Tuesday, April 7, 2009

a medical home

THE MEDICAL HOME- a perspective

I remember growing up in a small community in Ohio and feeling comforted by the fact that my mom was always home to greet me after school or to pick me up to take me to my special activity. Dad was consistently home for dinner. Life was routine. I felt secure and comfortable. That’s probably what most of us feel when we think of home: a place where we are comforted, where there is some sort of stability. That place where we can close our eyes and know where the refrigerator is. Home is the place where we know we belong.

When I became a doctor, I tried to give my patients that same feeling about my office. I understood that healthcare was about relationships, communication, and cooperation: the patient/doctor relationship, doctor/doctor communications, and doctor/nurse cooperation.

I chose not to employ a nurse practitioner because I want my patients to always know that I am there for them. I chose to make most of my own calls to colleagues because I feel that is the best means of communication. Patients who choose me as their doctor know how our office works because we are purposely transparent; no need to lock up the food in this office. We invite all our patients to come in sit down and get to know us.

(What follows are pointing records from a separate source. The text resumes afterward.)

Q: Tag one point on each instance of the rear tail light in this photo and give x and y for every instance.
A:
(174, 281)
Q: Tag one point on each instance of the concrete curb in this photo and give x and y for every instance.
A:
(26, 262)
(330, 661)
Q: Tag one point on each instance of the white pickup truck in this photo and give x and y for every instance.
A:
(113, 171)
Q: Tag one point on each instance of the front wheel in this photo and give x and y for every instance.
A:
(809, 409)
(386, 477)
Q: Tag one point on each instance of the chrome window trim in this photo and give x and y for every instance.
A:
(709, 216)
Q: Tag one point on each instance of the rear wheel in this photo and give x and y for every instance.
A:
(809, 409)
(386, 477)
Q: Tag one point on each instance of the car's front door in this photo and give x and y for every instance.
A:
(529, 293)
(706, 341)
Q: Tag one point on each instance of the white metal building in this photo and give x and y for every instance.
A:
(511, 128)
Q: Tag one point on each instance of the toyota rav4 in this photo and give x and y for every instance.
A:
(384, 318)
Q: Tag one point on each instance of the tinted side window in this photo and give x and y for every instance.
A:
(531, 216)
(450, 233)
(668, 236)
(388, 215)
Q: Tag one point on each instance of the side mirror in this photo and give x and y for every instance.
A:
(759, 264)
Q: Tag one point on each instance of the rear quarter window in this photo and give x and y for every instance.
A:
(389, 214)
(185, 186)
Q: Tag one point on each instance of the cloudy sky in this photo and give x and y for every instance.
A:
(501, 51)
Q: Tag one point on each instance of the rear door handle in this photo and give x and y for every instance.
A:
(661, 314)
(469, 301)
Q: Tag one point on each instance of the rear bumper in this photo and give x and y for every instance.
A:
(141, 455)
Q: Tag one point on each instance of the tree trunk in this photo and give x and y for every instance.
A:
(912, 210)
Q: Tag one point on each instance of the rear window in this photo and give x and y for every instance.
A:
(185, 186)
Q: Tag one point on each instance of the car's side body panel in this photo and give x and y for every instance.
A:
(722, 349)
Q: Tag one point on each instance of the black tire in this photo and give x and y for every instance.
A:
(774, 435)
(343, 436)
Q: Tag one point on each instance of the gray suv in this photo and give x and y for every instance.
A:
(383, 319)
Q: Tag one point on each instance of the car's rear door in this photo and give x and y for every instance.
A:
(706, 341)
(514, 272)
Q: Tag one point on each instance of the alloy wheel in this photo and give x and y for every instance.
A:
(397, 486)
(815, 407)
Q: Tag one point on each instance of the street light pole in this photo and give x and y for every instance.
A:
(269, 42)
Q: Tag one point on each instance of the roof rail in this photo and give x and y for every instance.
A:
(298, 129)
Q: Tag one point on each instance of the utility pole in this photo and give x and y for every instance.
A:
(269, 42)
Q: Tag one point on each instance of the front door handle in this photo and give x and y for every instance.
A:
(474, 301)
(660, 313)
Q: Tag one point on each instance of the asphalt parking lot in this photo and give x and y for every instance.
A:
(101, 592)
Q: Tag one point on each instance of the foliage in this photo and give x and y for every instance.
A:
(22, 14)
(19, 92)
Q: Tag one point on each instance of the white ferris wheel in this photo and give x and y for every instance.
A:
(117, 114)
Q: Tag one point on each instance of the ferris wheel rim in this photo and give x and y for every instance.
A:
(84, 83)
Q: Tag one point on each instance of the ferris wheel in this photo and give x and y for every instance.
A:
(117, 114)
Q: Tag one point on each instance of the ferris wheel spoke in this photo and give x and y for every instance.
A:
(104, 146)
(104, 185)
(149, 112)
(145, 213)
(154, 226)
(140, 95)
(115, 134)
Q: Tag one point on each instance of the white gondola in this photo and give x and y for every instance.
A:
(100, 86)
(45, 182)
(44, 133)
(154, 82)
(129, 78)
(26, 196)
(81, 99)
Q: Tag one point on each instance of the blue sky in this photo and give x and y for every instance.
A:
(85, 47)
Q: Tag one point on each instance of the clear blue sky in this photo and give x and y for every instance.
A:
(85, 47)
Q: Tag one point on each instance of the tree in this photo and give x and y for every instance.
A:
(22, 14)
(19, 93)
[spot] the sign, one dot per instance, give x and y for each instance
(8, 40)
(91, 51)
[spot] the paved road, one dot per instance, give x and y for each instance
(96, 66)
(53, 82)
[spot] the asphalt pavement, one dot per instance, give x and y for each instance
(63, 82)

Over four years ago, I divorced myself from the “care follows financing” healthcare delivery system that has overcome our industry. I started to work directly for my patients as a concierge physician in order to “practice my profession.” I retrofitted a better medical home. Since that time, my patients and I live in a comfort zone; knowing that 24/7, there is someone to answer the phone and it’s usually me.

You can imagine the sick feeling that overwhelmed me when I was asked by experts leading the government’s conversation in health care reform, “who was on my team?” Team? Had my cozy medical home suddenly become an orphanage of residents in need of a team (presumably of social workers and case managers)?

Those of us engaged in the practice of “direct care” have built a business around a medical home that belongs to our patients. Our model is built to provide care in a comfortable and consistent setting. It is not just the pictures on the walls that make our (medical) homes peaceful and personal. It’s the welcoming gestures and the mutual respect that comes with taking the time to really listen to our patients and to coordinate a strategy that offers them that better day.

It’s helpful that the reception area is not overflowing with waiting patients exchanging detached glances but rather there is great coffee, cheese and crackers, and plenty of great big comfy chairs that are not chained to the wall. No patient appreciates or deserves a cold chair, a chilling stare, or that awful closed glass window when they are anticipating bad news. Visions of the movie “Home Alone” do not conjure up an image of paper gowns or cold empty rooms. That’s why we use thick jersey spa gowns when we ask our patients to change into their exam attire.

And just like families, medical homes come in all sizes and shapes. Mostly they suit the needs of the professional and his or her patients. Most of the practices are limited in number in order to provide the time necessary to do our jobs. Sharing is an integral part of most every home and it’s a part of most direct practices. While charity is not common in government run institutions, it is a natural element in the lives of most professionals the world over.

Over 10% of the patients in my practice pay me nothing and they get precisely the same care as the patients who pay me. It’s a pleasure and a privilege to give back and know that I have the time to offer my expertise, my life is enhanced and the lives of my patients are improved as well. My patients donate time to 501C-3 organizations in exchange for my scholarship. Everyone wins.

An open door policy isn’t as brutal as people seem it think. It isn’t hard being available 24/7. Usually, it means a phone call from a friend in need: someone I know well. When asked, most Americans say that they want access to affordable health care, the knowledge that their doctor is available. It’s always nice to have a key to the front door, so to speak.

The passion that my colleagues and I have to preserve the medical home and the sanctity of the relationship(s) that we have with our patients is as real as our patients’ trust and love. The necessity to safeguard the professionalism that we have earned so that we can provide the discretionary judgment to assist our patients with decisions about life and death is indispensable to the conservation of the integrity of the science.

America was built around the principle of a supportive family. Over the years, reams have been written about the disintegration of the family unit as the root of much of our cultural chaos. I don’t really think it takes a community if the comforts of home are maintained with consistency.

Healthcare is not much different. The inability for a patient to have their own personal doctor, someone who knows him (or her) who will advocate for them is probably the greatest frustration suffered by Americans in need of care. I would hope that America would work hard to maintain the “old fashioned” medical home before we purposely turn mom and dad into matrons of an orphanage where no one has a place to call their own and everyone is served the same dull pabulum in place of a nutritious meatloaf every Monday.

Home sweet home is not an institution to be judged by the federal government. It is a place we go to belong, to reinvigorate, to strategize and build our lives. Medical homes belong to our patients and must never become government fashioned institutions. Dickens wrote fiction about a failed cultural era that dehumanized children and sanctioned disrespect and cruelty. We must not allow his historical perspective to become a 21st century American reality.